A gallery Gentil Carioca arrived in São Paulo a year and a half ago and installed its expanded space in a charming dead-end street, in Higienópolis. Denilson Baniwa is currently exhibiting a set of works with the humorous title Husbands stew, bringing together works that address concepts he defends, such as the impact of the colonial catechesis system on indigenous people and the preservation of the culture of all ethnicities. Denilson is an activist and also works in advertising, digital culture and hacking, building indigenous imagery that circulates in magazines, films and TV series.
I visit the exhibition with him. All the works on display have to do with his research into contact between the Western world and indigenous people. Denilson talks about the damage caused by the construction of indigenous boarding schools that operated in Catholic boarding schools, built in indigenous territories. “In my region, in the interior of Amazonas, there were some of these institutions that forced children to go there and forget their language and identity. My parents and grandparents were also hospitalized and were left with trauma. The presence of foreigners in catechesis contributed to the disappearance of the language of indigenous people of various ethnicities throughout Brazil”.

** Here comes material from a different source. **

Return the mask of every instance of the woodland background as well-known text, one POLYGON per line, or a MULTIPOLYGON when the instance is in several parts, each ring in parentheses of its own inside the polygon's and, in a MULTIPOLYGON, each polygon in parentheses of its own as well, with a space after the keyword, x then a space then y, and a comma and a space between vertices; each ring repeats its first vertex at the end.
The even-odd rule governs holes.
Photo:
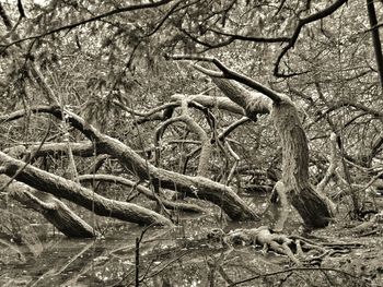
POLYGON ((1 1, 1 284, 381 286, 382 12, 1 1))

Arbitrariness and threats still spread across various locations today and cause terror, which is why many indigenous people become Catholics, and those who resist are demonized. The name of the exhibition is taken from the book Moqueca de Marido: Indigenous erotic myths, by Beth Mindlin. “The publication brings together several sensual, erotic, scatological stories that I brought into the research. Catechization created a taboo on sin, with all forms of punishment, including repressing sexual freedom, for example, and this brings trauma. The abuse is historic, but now we have the possibility of restructuring indigenous society. It is clear that knowing what happened in the past and still happens, reconstruction needs to be carried out, and from today onwards”.

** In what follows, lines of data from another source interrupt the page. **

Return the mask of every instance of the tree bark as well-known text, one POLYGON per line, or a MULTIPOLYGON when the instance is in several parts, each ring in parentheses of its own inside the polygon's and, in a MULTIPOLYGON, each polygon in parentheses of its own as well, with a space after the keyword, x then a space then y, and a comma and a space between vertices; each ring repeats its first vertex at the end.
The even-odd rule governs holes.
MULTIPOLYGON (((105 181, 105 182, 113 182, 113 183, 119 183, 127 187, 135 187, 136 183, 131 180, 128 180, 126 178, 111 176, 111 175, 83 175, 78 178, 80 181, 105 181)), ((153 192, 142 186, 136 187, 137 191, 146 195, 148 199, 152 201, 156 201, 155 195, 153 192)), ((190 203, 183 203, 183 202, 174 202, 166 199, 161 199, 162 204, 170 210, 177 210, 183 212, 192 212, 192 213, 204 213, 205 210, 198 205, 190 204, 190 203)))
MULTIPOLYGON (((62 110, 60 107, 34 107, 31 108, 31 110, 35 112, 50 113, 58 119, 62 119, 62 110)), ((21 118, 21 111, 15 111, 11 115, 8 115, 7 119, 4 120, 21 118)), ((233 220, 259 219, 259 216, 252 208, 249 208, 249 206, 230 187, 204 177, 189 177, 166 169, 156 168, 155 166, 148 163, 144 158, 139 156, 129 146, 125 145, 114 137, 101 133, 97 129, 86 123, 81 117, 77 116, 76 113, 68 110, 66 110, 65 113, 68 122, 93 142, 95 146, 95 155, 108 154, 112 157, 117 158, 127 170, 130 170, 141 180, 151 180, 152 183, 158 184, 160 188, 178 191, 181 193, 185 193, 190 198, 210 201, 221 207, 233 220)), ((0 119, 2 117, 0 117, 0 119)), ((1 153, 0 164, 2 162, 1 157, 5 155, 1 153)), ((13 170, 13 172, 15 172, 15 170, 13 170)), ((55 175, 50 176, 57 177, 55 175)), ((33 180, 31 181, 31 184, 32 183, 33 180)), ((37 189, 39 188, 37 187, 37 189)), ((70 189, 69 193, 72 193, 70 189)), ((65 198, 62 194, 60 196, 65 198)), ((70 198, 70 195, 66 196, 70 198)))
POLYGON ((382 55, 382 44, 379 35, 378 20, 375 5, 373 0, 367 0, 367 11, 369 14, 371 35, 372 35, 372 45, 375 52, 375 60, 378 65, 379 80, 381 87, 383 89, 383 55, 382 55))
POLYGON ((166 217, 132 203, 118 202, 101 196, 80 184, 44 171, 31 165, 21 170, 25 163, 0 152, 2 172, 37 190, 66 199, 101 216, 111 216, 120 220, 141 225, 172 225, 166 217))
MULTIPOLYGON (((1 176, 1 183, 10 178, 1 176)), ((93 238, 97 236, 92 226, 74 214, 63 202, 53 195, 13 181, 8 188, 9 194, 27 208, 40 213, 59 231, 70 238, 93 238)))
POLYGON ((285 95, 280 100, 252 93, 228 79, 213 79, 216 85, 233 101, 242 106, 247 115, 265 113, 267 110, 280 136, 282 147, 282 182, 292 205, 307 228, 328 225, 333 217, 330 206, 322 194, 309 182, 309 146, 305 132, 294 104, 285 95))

Denilson points out the excess of other myths coming from outside, whether due to religion or mass culture. “In this exhibition there are works that talk about still ancient mythologies, one of them reconstructs the talk about the possibility of finding heaven, a heaven that we know exists, but we don't know, and that everyone says is good”. Denilson comments on two mythologies contained in this legend. The first talks about a party in the sky, where only those who fly could enter. A tortoise heard that heaven was fun and wanted to go, so he got into a bird's bag. When he got there he didn't like what he saw, he wanted to go back, but as he can't fly he stayed there, slipped and fell to the ground, which is why their carcasses are flat. “When the Catholic church arrives and promises us redemption in heaven, no one understands what heaven this is, so we lose the strength of our bodies and thoughts that are available to this heaven. This work talks about these possible heavens that enslave you.”

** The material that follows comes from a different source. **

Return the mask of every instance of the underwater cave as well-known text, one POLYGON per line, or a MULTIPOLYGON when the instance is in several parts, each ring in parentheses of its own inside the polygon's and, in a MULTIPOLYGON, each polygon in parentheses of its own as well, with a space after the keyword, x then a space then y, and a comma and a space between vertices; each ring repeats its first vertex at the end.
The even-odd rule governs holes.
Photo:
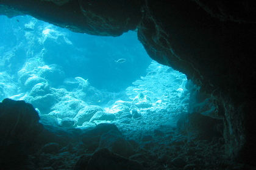
POLYGON ((256 169, 255 7, 0 0, 1 169, 256 169))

The anthropologist and filmmaker Carlos Fausto, who is the curator of this exhibition, writes in his text: “Denilson puts on stage the forms of eating, sexual and cannibalistic, in which people and animals mix, the enlightened nun receives a vibrator, the tapir with his huge penis dances close to the girl, a couple sucks a spaghetti of intestines and a woman delicately and sensually devours her husband's arm, lying in his canoe hammock stretched out into infinity. I want moqueca!” When I finished reading it I thought, phew! I'm glad I didn't get confused by this text that has the soul of the exhibition Forrobodó, whose party/vernissage took place at the headquarters of A Gentil Carioca, in the heart of Rio, with crazy performances with the look of an early carnival.